[Interview] Cyril Luneau d'Orange nous parle du déploiement des réseaux d'initiative publique (RIP)

Allié ou détracteur ?
Internet 9 min
[Interview] Cyril Luneau d'Orange nous parle du déploiement des réseaux d'initiative publique (RIP)
Crédits : kynny/iStock/ThinkStock

Le nouveau directeur des relations avec les collectivités d'Orange revient pour nous sur les choix du groupe en matière de déploiement des réseaux. C'est également l'occasion de parler de l'économie des réseaux d'initiative publique et de revenir sur les difficultés rencontrées par certaines collectivités avec l'opérateur.
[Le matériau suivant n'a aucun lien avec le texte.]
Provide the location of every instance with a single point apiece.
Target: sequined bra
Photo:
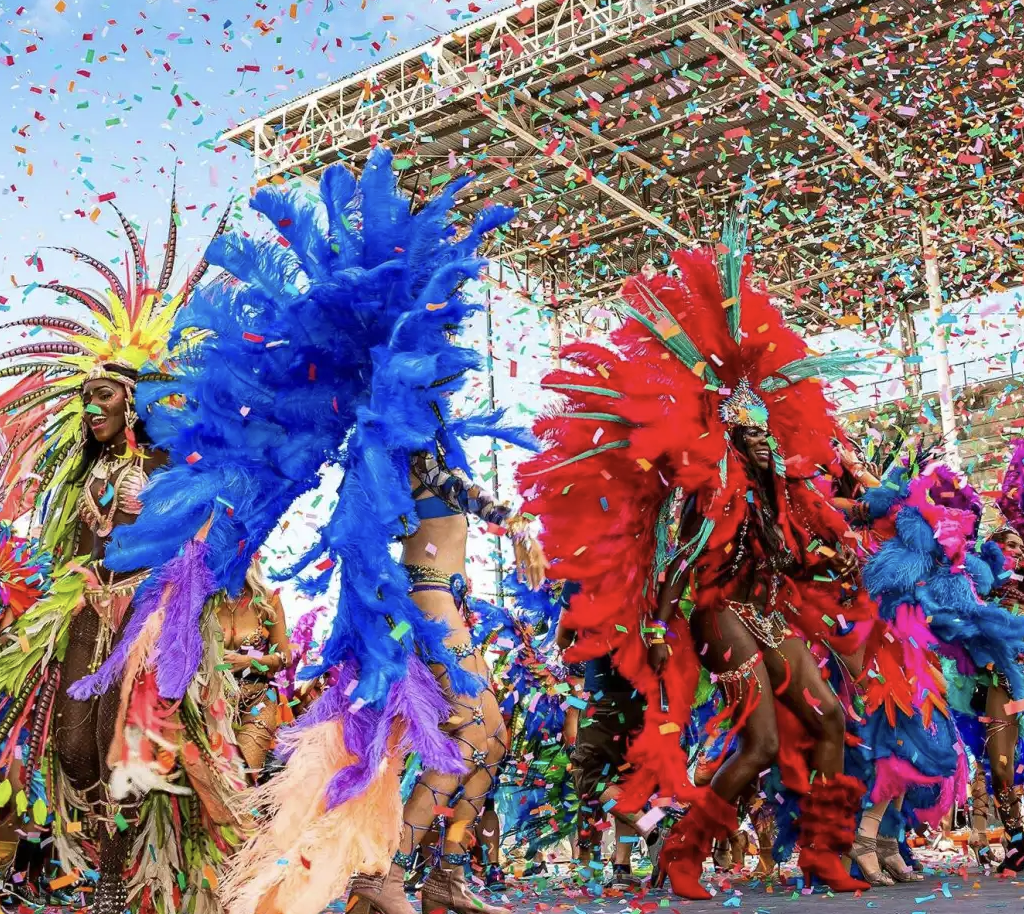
(124, 480)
Depuis le 1er juillet, la direction des relations avec les collectivités locales d'Orange a un nouveau patron. Au revoir Bruno Janet, qui a co-fondé la direction et l'a dirigée pendant plus de dix ans, en la marquant de son empreinte. Bonjour Cyril Luneau, fondateur et ancien PDG de SFR Collectivités, dont il est parti il y a quelques semaines. Les deux entités ont une attribution commune : le lobbying auprès des élus locaux pour vanter leur approche des réseaux, notamment pour ce qui est du très haut débit.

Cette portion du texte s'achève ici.